Répondons par une autre expérience de l’esprit. Demain, les progrès des nano-bio-technologies permettent de concevoir un appareil qui, au lieu de notre vision humaine, greffe sur notre cerveau un système d’écholocation. Nous enfilons un casque, le monde tel que nous le percevons en tant que mammifère diurne disparaît, la forme et le mouvement des objets nous apparaissent désormais par l’écho qu’ils renvoient à notre biosonar artificiel, connecté à notre système neural de représentation spatiale à l’aide d’un traducteur fonctionnel. C’est de la science-fiction bien sûr, quoique le projet Bat-Bot (CIRCE ICT) vise à créer un tel système artificiel. Mais ce qui me paraît important, c’est que cette expérience de l’esprit n’est pas impossible à se représenter. Par exemple, notre système perceptif ignore les infrarouges longs émis par les objets du fait de leur chaleur : mais quand nous portons des lunettes infrarouges, nous voyons ce que cela fait d’avoir une perception IR, et donc une vision nocturne qui nous fait défaut. Le biosonar artificiel serait une expérience comparable, et nous ferait ressentir le monde vécu par les chauves-souris.
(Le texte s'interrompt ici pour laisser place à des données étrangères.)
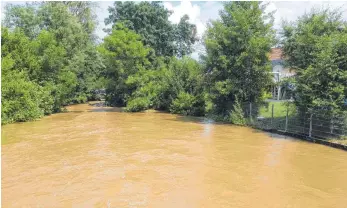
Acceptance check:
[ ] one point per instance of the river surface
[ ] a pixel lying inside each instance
(101, 157)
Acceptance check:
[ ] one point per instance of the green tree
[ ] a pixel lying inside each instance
(315, 46)
(236, 59)
(124, 55)
(151, 21)
(185, 36)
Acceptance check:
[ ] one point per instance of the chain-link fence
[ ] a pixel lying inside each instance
(285, 117)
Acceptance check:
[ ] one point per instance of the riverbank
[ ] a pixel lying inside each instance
(156, 159)
(101, 106)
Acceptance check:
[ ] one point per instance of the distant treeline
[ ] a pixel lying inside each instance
(51, 58)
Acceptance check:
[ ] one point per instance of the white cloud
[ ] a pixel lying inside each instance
(186, 8)
(290, 11)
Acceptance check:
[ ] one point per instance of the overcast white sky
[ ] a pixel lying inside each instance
(200, 12)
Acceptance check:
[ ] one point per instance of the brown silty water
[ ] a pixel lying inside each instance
(101, 157)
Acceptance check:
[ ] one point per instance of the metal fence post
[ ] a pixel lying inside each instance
(250, 111)
(310, 131)
(272, 116)
(286, 127)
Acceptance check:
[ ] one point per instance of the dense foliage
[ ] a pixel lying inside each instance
(315, 46)
(151, 21)
(49, 58)
(237, 61)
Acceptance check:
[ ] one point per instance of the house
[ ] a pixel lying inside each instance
(279, 72)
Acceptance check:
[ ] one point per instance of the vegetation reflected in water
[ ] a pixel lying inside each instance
(100, 157)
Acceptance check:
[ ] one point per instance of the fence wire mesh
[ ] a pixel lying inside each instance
(284, 116)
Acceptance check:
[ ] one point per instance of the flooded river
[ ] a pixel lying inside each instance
(100, 157)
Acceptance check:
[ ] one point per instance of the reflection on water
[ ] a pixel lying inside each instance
(96, 156)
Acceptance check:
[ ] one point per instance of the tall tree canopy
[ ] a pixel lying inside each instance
(236, 59)
(151, 21)
(315, 46)
(52, 45)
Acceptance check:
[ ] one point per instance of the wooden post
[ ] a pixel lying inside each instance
(250, 111)
(310, 131)
(286, 127)
(272, 115)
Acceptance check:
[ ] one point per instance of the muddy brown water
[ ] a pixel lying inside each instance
(100, 157)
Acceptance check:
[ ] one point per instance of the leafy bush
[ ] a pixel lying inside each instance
(137, 104)
(20, 98)
(187, 104)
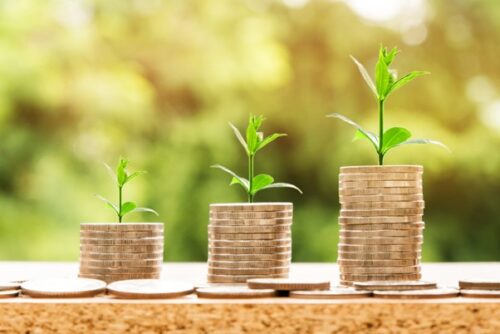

Il existe plein de choses dont nous ne savons pas vraiment ce que cela fait, sans avoir besoin d’aller chercher des chauves-souris. Je ne sais pas ce que cela fait d’être une femme, ni d’être mon voisin. (Et je ne suis même pas sûr de savoir toujours ce que cela fait d’être moi-même – après tout, je me suis parfois réveillé sans souvenir précis d’une soirée trop arrosée.) Des limites de l’intersubjectivité on ne peut pas inférer à mon sens les limites du physicalisme : un état physique donné va produire un état mental donné ; il n’existe pas deux états physiques humains strictement identiques (les vrais jumeaux divergent par exemple de diverses manières, à commencer par leur expérience du monde mémorisée faisant partie de leur état physique au sens large), donc il n’existe pas deux états mentaux humains strictement identiques ; mais ces états mentaux présentent néanmoins suffisamment de propriétés communes (dues à des informations physiques communes produisant ces propriétés, par exemple la similitude des gènes, des neurones et des expériences vécues) pour que l’on se représente partiellement ce que cela fait d’être un autre, ce que l’on appelle la « théorie de l’esprit » (capacité à se représenter autrui comme doté des mêmes dispositions que soi). Rien dans cela ne me semble heurter la logique réductionniste en science de l’esprit.

Référence :
Nagel T. (1974), What is it like to be a bat?, Philosophical Review, 83, 435-450

2 commentaires:

Anonyme a dit…

c'est marrant, je m'étais imaginé un jeu de réalité virtuelle (avec combinaison et casque) qui permettrait à l'homme de se mettre dans la peau de tous les êtres vivants de la planète et d'en "ressentir" leur vie (déplacement, sens, contraintes de l'environnement) du ver de terre, de la fourmi, de l'aigle, de l'araignée, du serpent, du poisson... Visiblement c'est plus compliqué que ça ;-))
j'ai vu le film Brainstorm ce week end, au début du film, le personnage du savant interprété par Christopher Walken est "branché" sur les ondes cérébrales d'un chimpanzé de son labo : il perçoit alors les sons déformés, les images sont ralenties. Peut-on avoir une idée de ce que voit ou entend un animal? Une autre question que je me posais - peut-être devrais la poser au Guichet du savoir! La couleur rouge - ou autre - est elle une valeur "objective". Est ce que chacun de nous voit le même rouge?

C. a dit…

(Sur le dernier point seulement) Ce qu'il y a d'objectif dans la couleur, c'est la longueur d'onde. Qui, en soi, n'est pas spécialement colorée. Les couleurs et leurs mots (rouge, vert, bleu, etc.) correspondent au spectre (longueurs d'ondes électromagnétiques) émis par la matière et visible par l'oeil humain "normal". Plus précisément, cela correspond au nom donné aux variantes de ce spectre (l'interaction des émissions d'ondes de la matière et des cellules spécialisées de notre oeil / notre cortex visuel). L'IR ou l'UV existent comme longueurs d'ondes, par exemple, mais nous ne les percevons pas. Et un daltonien (terme regroupant plein de défauts de la rétine) n'aura pas d'expérience "subjective" de certaines couleurs "objectives" pour les non-daltoniens. C'est d'ailleurs à mon sens un exemple simple de "quale" (dimension personnelle, sensorielle et subjective de la conscience, pluriel qualia) typiquement réductible à la physique.